Women face heightened burdens of fetching water and fodder amid scarcity. Health risks rise — respiratory issues from fog-trapped pollutants, heat stress, and malnutrition from reduced yields with lower nutritional quality. Farmer distress, already high in Telangana, intensifies with these extremes.

Livestock rearing falters: Fodder shortages in dry periods and disease in wet spells cut milk production. Water crises affect drinking supplies and irrigation, exacerbating gender inequalities.

Yet, adaptation efforts offer hope. Initiatives under the National Innovations in Climate Resilient Agriculture promote drought-tolerant varieties, micro-irrigation, and diversification to millets. Farmers revive traditional practices such as rainwater harvesting and mixed cropping, aided by mobile weather alerts and crop insurance. Community organisations and state programmes target vulnerable districts.

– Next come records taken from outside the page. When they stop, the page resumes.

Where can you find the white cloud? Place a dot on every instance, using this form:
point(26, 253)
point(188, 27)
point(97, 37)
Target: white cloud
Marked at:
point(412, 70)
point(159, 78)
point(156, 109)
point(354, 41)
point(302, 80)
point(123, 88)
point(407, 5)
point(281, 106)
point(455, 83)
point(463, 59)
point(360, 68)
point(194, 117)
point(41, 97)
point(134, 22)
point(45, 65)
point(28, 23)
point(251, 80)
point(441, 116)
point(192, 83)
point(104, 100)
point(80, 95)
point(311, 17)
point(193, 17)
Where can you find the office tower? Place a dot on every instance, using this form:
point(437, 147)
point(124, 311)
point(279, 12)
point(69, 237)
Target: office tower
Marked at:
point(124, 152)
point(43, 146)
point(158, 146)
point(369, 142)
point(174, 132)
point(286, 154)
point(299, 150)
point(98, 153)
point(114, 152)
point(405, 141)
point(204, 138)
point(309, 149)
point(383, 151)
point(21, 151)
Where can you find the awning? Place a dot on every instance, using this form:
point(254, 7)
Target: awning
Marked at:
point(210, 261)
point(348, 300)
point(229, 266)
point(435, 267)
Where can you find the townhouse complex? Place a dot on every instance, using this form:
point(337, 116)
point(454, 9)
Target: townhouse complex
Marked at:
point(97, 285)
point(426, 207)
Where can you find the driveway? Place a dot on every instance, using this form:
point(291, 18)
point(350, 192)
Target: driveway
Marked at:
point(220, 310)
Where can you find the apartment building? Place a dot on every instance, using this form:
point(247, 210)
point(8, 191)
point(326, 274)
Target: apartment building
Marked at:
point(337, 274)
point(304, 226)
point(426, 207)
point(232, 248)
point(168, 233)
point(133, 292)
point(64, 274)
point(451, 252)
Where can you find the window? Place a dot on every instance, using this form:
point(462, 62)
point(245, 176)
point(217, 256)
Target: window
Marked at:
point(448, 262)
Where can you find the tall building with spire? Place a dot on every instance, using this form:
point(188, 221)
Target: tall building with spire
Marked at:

Abnormal seasons are reshaping rural life in Telangana and South India, threatening food security and livelihoods in this agriculture-dependent region. With climate projections indicating greater variability — more heatwaves, sparse rains, and extremes — urgent scaling of resilient practices is vital.

Tailored support for smallholders, improved infrastructure, and policy focus on semi-arid vulnerabilities can build resilience, preserving rural heritage against an unpredictable climate.